En 1993, alors qu'il n'avait que 10 ans, il a été condamné pour le meurtre d'un enfant de 2 ans. Il a écopé mercredi de 3 ans et 4 mois de prison pour possession de documents pédo-pornographiques.

Il est l'un de deux "enfants tueurs" âgés de 10 ans condamnés en Angleterre en 1993 pour avoir torturé et tué un garçonnet de 2 ans. Jon Venables a été condamné à nouveau mercredi, à trois ans et quatre mois de prison, pour possession de documents pédopornographiques.

Etant données sa précédente condamnation à vie pour meurtre en 1993, pour laquelle il avait passé 8 ans en prison, et une autre condamnation, déjà pour pédo-pornographie, en 2010, il pourrait ne pas être libéré après avoir purgé sa nouvelle peine. Jon Venables avait plaidé coupable et admis posséder 1.170 images pédo-pornographiques, ainsi qu'un manuel expliquant comment avoir des relations sexuelles avec des enfants de manière "sûre". 

Le juge Andrew Edis a estimé que les images que Jon Venables avait téléchargées sur son ordinateur étaient "bouleversantes pour une personne ordinaire". Il a souligné que la possession de telles images "encourageait la commission d'infractions très graves".

Il a changé d'identité pour éviter des représailles

Il a décrit le manuel comme un "document ignoble, qui encourage ses lecteurs à commettre les infractions sexuelles les plus graves sur de très jeunes enfants". La possession de ce manuel "suggère" que Jon Venables "envisageait" de perpétrer des "crimes d'ordre sexuel sur des enfants".

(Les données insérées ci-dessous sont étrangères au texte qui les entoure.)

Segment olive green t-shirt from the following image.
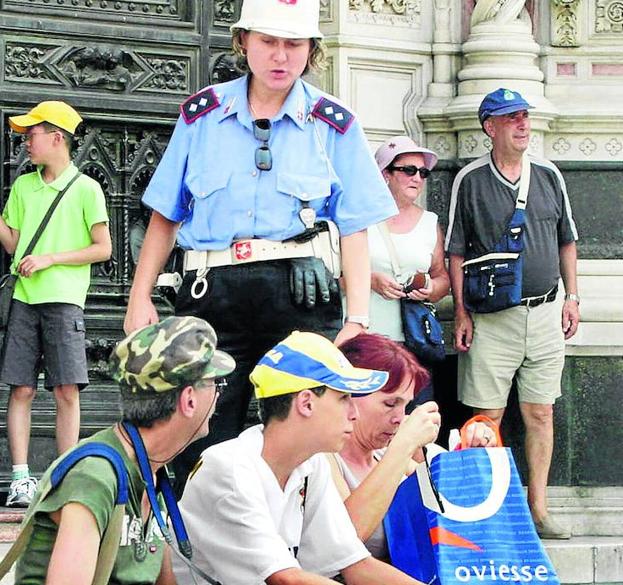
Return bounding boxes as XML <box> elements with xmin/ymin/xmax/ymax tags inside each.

En 1993, Jon Venables et Robert Thompson, âgés de 10 ans à l'époque, avaient enlevé, torturé et tué le petit James Bulger à Liverpool, dans le nord-ouest de l'Angleterre. Le corps supplicié de ce garçon de 2 ans avait été retrouvé deux jours plus tard à proximité d'une voie ferrée. L'affaire avait provoqué un grand émoi dans le pays.

Les deux condamnés avaient bénéficié d'une remise en liberté conditionnelle en 2001 et avaient eu de nouvelles identités pour leur éviter de subir des représailles.